For me, it's usually about 2-3 months. That's how long it takes me to let it sink in and analyze it.
I feel very comfortable with my CPs because I feel they truly care about helping me improve. It takes a great deal of trust in a good crit relationship. It's just like a marriage.
Helen
Straight From Hel
Dear heavens... I'm embarrassed I ever showed it to anyone.
I love a crit group that balances some praise with valid crits. I think you need to have a little bit of "hey, I liked that part" along with the "but that part really stinks because of XXX."
I keep it all though, even the horrid literary stuff I wrote at university.
I think everyone should have one cheerleader. No more t... no less.
Ref: crap stew
Mine has a lot of spices too. LOL.
The trick is to know that the cheerleader is cheering, not critting.
Ref: LKH
You're the third person who's said that to me in less than two weeks.

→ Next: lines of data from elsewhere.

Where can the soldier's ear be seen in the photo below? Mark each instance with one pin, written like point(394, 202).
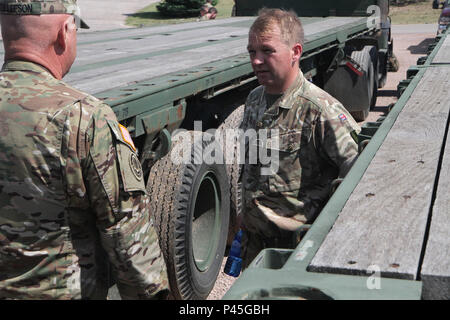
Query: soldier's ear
point(297, 51)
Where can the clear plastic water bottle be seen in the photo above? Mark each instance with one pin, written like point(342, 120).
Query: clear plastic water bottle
point(234, 262)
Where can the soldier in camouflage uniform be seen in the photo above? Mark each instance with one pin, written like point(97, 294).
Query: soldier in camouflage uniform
point(72, 195)
point(316, 138)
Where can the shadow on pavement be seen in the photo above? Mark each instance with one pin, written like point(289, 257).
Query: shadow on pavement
point(422, 47)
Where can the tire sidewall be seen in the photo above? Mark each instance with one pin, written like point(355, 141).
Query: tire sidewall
point(202, 281)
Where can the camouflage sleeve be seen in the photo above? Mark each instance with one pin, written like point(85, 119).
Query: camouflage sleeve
point(337, 131)
point(116, 190)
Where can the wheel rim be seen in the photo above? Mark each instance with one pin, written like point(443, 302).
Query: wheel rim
point(206, 222)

hmm...I wonder what happened with her.
Fanfic? If it's mostly for pleasure (as opposed to improving one's writing skills), all cheerleaders is fine.
Short stories for a small local magazine? More critic needed. Manuscripts to be sent to Writers' House or Jean Naggar? Lots of critic.
I'm definitely rewriting a couple of my older manuscripts. Doesn't mean I don't love them, doesn't mean I didn't put my heart into them. Just means that skills should not be static.
Right you are. I get silly with glee when my skill level takes another forward step.